Logo Questions Linux Laravel Mysql Ubuntu Git Menu
 

How to map mulit-level object to indexedDB for best efficiency

Tags:

indexeddb

My question concerns laying out a data structure within indexedDB. I started out building a small web page feature that grew into something more of a web learning tool to now more closely to a stand-alone progressive web application. Using localStorage has worked well but since the tool has grown, the 5MB limit may become a problem for some users; so, there is a need to switch to indexedDB.

The application is for desktops only and allows the user to build a portfolio of modules and save the data to the hard drive as a JSON string. When the user opens (uploads) the file in the application, the string is parsed and the entire portfolio written to localStorage again but only one module is written to a run-time object at any one time. There isn't a need for a "genuine" database from the perspective of searching for data by different fields and indexing, but only a need for a greater amount of storage because it would be too confusing for the user if each module in a portfolio had to be a separate file.

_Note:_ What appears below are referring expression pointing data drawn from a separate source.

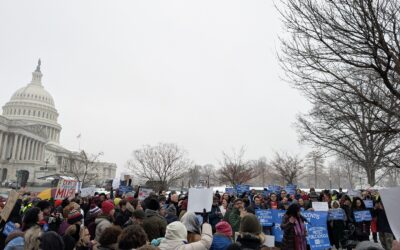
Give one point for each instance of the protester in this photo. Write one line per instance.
(294, 231)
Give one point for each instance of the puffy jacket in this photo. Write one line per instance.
(180, 244)
(101, 224)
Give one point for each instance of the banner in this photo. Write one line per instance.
(240, 189)
(317, 237)
(65, 189)
(144, 193)
(11, 200)
(200, 199)
(122, 189)
(360, 216)
(336, 214)
(369, 203)
(89, 191)
(320, 206)
(265, 217)
(276, 229)
(390, 199)
(230, 191)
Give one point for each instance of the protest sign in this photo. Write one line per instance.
(276, 229)
(65, 189)
(200, 199)
(360, 216)
(291, 189)
(390, 200)
(240, 189)
(8, 228)
(318, 238)
(265, 217)
(144, 193)
(336, 214)
(320, 206)
(230, 191)
(11, 200)
(317, 218)
(369, 203)
(89, 191)
(122, 189)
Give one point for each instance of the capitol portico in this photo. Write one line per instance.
(30, 136)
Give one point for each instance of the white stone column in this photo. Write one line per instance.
(1, 144)
(3, 156)
(28, 149)
(15, 144)
(22, 156)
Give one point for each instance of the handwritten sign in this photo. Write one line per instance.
(199, 199)
(320, 206)
(12, 199)
(144, 193)
(369, 203)
(360, 216)
(265, 217)
(65, 189)
(336, 214)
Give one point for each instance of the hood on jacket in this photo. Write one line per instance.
(191, 222)
(176, 231)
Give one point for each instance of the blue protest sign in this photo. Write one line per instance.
(360, 216)
(230, 191)
(8, 228)
(318, 238)
(369, 203)
(265, 217)
(315, 218)
(240, 189)
(125, 189)
(276, 229)
(336, 214)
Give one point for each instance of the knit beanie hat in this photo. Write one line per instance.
(153, 204)
(224, 228)
(106, 207)
(74, 216)
(176, 231)
(250, 224)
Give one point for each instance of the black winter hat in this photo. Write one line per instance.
(153, 205)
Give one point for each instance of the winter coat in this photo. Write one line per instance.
(289, 234)
(154, 225)
(178, 243)
(234, 219)
(247, 242)
(102, 222)
(220, 242)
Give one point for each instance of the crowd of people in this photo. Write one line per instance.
(161, 221)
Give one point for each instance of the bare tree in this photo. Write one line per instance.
(289, 168)
(164, 163)
(235, 170)
(315, 163)
(84, 167)
(340, 45)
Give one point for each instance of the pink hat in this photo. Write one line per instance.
(224, 228)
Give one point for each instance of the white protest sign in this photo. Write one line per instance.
(390, 200)
(65, 189)
(89, 191)
(200, 199)
(11, 200)
(144, 193)
(320, 206)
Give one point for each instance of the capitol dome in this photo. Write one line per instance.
(33, 104)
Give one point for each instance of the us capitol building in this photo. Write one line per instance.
(30, 137)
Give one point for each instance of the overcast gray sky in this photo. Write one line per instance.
(202, 74)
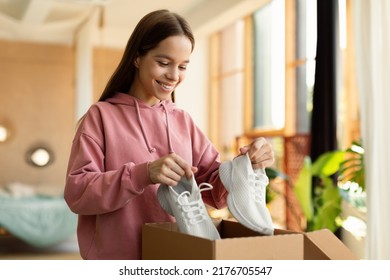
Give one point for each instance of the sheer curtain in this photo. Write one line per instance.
(372, 41)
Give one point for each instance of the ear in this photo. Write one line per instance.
(136, 62)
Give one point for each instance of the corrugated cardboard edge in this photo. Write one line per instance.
(329, 244)
(169, 245)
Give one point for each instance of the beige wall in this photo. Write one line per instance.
(37, 99)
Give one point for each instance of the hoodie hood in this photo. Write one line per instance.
(166, 106)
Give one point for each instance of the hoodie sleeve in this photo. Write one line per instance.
(89, 188)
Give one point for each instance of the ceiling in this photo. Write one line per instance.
(109, 22)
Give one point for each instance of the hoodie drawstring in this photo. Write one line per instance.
(171, 151)
(150, 148)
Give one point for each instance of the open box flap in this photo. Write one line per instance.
(330, 245)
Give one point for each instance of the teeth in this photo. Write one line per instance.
(166, 86)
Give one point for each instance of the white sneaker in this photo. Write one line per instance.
(185, 203)
(246, 198)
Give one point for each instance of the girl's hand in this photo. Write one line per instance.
(260, 153)
(169, 170)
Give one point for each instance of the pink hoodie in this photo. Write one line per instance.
(107, 180)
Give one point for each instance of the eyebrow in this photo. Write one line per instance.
(169, 58)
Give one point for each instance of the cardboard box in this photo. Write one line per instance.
(164, 241)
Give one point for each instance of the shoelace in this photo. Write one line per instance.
(192, 211)
(256, 188)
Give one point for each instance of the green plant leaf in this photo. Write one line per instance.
(329, 208)
(302, 189)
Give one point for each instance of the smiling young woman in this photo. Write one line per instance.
(135, 139)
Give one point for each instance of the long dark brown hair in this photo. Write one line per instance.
(149, 32)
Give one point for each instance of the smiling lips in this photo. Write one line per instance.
(166, 86)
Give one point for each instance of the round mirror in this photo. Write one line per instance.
(39, 156)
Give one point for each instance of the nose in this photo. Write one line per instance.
(173, 74)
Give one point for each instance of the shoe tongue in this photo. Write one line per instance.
(184, 196)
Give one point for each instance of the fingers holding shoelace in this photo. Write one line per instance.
(260, 153)
(169, 170)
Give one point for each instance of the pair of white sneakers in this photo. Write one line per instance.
(247, 194)
(246, 200)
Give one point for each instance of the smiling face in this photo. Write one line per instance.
(161, 70)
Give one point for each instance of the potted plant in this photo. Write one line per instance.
(318, 186)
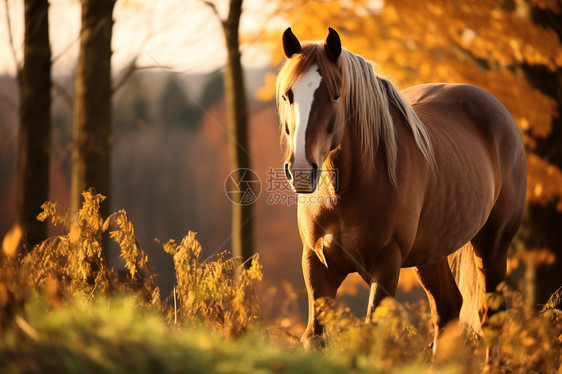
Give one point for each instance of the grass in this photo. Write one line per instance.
(63, 310)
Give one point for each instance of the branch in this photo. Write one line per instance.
(11, 39)
(63, 93)
(213, 7)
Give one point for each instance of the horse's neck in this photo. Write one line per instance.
(348, 162)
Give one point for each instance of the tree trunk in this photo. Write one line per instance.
(92, 104)
(242, 226)
(35, 122)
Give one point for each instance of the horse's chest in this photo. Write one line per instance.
(336, 242)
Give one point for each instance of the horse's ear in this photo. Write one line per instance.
(332, 45)
(291, 44)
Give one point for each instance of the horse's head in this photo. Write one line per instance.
(311, 112)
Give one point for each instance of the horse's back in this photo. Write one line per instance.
(480, 157)
(484, 111)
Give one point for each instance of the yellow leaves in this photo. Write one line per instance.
(219, 291)
(543, 181)
(12, 241)
(267, 91)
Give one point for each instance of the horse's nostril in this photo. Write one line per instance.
(313, 173)
(288, 172)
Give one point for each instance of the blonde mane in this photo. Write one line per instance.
(368, 100)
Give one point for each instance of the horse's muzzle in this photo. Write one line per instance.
(302, 179)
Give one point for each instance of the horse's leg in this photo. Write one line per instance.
(444, 296)
(490, 247)
(320, 283)
(383, 279)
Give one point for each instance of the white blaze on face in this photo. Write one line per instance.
(303, 95)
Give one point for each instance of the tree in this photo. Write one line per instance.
(237, 113)
(92, 104)
(34, 80)
(510, 48)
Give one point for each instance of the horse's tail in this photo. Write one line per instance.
(463, 266)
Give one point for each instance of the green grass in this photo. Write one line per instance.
(58, 314)
(119, 335)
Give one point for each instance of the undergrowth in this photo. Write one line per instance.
(63, 309)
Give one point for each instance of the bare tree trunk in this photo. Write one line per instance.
(35, 122)
(242, 225)
(92, 104)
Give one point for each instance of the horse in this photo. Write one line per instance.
(422, 175)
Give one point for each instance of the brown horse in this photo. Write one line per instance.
(421, 174)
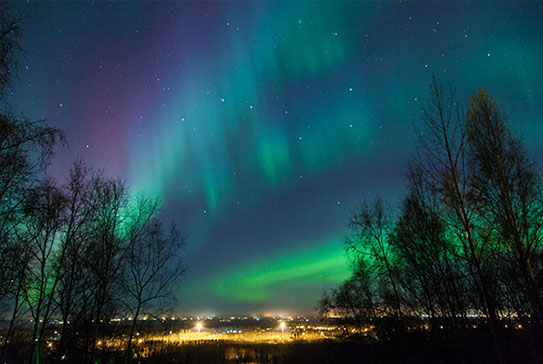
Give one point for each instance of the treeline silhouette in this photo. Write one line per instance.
(464, 248)
(77, 253)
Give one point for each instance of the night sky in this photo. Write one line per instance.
(261, 126)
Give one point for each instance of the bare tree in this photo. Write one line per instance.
(371, 226)
(153, 265)
(510, 191)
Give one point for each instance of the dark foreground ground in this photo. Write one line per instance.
(414, 346)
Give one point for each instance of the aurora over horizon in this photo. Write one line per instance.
(261, 126)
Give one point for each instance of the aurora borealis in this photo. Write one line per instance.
(260, 125)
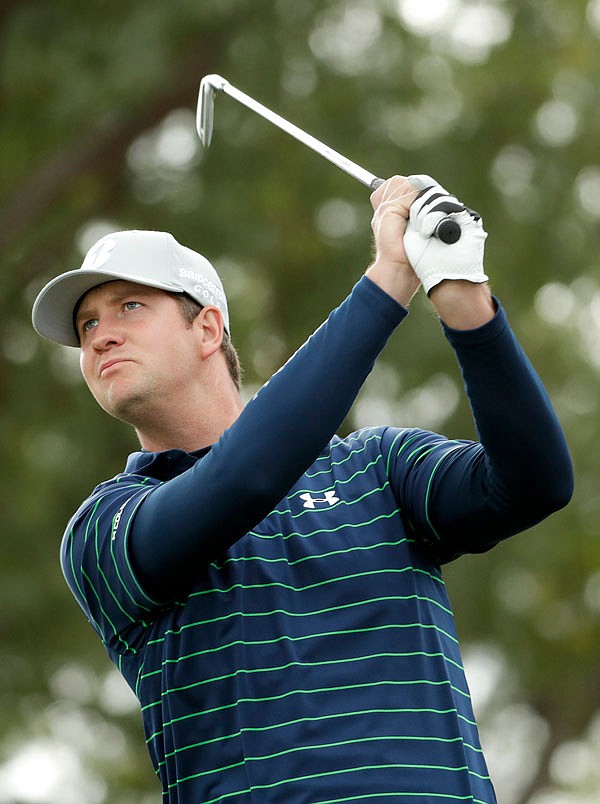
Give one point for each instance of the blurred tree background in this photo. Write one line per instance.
(499, 100)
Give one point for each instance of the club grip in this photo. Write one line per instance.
(447, 230)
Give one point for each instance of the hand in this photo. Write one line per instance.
(391, 204)
(432, 259)
(391, 269)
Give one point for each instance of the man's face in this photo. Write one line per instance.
(137, 351)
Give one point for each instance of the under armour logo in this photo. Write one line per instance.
(310, 502)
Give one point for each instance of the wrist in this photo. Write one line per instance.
(463, 305)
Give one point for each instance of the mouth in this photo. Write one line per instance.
(110, 364)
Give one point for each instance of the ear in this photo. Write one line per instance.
(209, 329)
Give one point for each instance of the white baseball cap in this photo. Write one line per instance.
(154, 259)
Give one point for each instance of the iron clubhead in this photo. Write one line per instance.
(205, 112)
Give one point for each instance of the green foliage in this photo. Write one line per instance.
(97, 133)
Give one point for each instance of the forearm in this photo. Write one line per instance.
(523, 471)
(278, 435)
(463, 305)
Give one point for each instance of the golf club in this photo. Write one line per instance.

Most of the data saved to localStorage is from a three-level object, and a key is made based on the object path to save and retrieve the data. For example, object.level_1[key_1].level_2[key_2].level_3[key_3].height = 10 is saved as localStorage.setItem( 'k1.k2.k3.h', 10).

My question is, when moving to indexedDB, which is more efficent: a single objectStore much like the localStorage set up, or a separate objectStore for each of the three levels of the portfolio?

If a single objectStore can be viewed as being similar to a two-column table with one row (a key and a value) for each individual data point, the row count would be greater than the sum of the row counts for the three objectStores, where each row is a key and an object of multiple data points; but, to update an individual data point in one of the three objectStores, the database object has to be written to a temporary object, the data point updated, and then written back to the objectStore.

The question is, then, which is more efficient: searching through a single table of many rows for a single unique key pointing to one less-complex value, or searching through one of three tables with fewer rows but having to perform what I think is equivalent to a JSON parse, value update, and JSON stringify to update the same value in the database?

Although no limit is explicitly set, an expected maximum number of level_1 objects in a single portfolio is about 25, where each could likely contain up to 100 level_2 objects, which in turn could each contain a maximum of around 5 level_3 objects. Anything larger than this would most likely lead the user to simply build separate portfolios.

So, the level_1 objectStore would be about 25 rows, the level_2 objectStore about 2500 rows, and the level_3 objectStore about 12,500 rows. Each level_1 object has about 40 data points; each level_2 object has about 100 data points; and each level_3 object has about 20 data points. So, I think a single objectStore would have the equivalent of (25)(40) + (2500)(100) + (12,500)(20) = 501,000 rows.

I'm semi-experienced at extracting data using SQL from very large databases but know absolutely nothing about how a database is setup to locate data by key. If it had to search from top to bottom checking each of the 501,000 rows until a matching key is found, then one objectStore appears rather a ridiculous choice to three objectStores. But, if indexedDB employs a more efficent method, then one objectStore could possibly be more efficient depending on how efficient it is to update a property value in an object of one of the three objectStores.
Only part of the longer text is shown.